Remove cream cheese from the refrigerator and let soften for about 10 minutes.
Using a food processor or blender, pulse the graham crackers into fine crumbs.
In a large bowl, add cracker crumbs, melted butter, granulated sugar, and salt. Stir well until all ingredients are combined.
Pour the crust mixture into the baking dish. Using your hands, press it down so it is evenly spread. Freeze for 10 minutes.
While the crust is freezing, make the filling. First, use an electric mixer or hand mixer to beat the cream cheese until it is smooth.
Add confectioner’s sugar, vanilla, salt, and lemon juice and stir well until it is a smooth consistency.

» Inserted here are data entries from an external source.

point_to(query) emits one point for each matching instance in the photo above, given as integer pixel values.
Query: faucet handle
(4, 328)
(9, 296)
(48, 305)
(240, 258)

Remove the crust from the freezer and spread the cheesecake filling on top.
Stir cranberry strawberry sauce until it is a smooth consistency. Dollop cranberry strawberry sauce on top and use a skewer to make swirls.

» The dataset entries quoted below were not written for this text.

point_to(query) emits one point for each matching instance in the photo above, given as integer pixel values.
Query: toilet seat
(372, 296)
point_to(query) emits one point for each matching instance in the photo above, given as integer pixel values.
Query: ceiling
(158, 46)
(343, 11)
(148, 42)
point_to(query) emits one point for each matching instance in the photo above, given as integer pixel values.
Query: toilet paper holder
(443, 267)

Freeze the bars for at least two hours. After they are frozen, transfer them onto a cutting board. Remove the parchment paper and slice into bars.
Serve right away or store in an air tight container in the fridge for up to 3 days, or the freezer for up to 2 weeks.
Notes
If you do not want to use strawberry cranberry sauce, make a strawberry swirl sauce by cooking pureed strawberries and sugar in a saucepan over medium heat until the strawberries break down and the mixture thickens. Let cool before adding it to the top of the bars to swirl.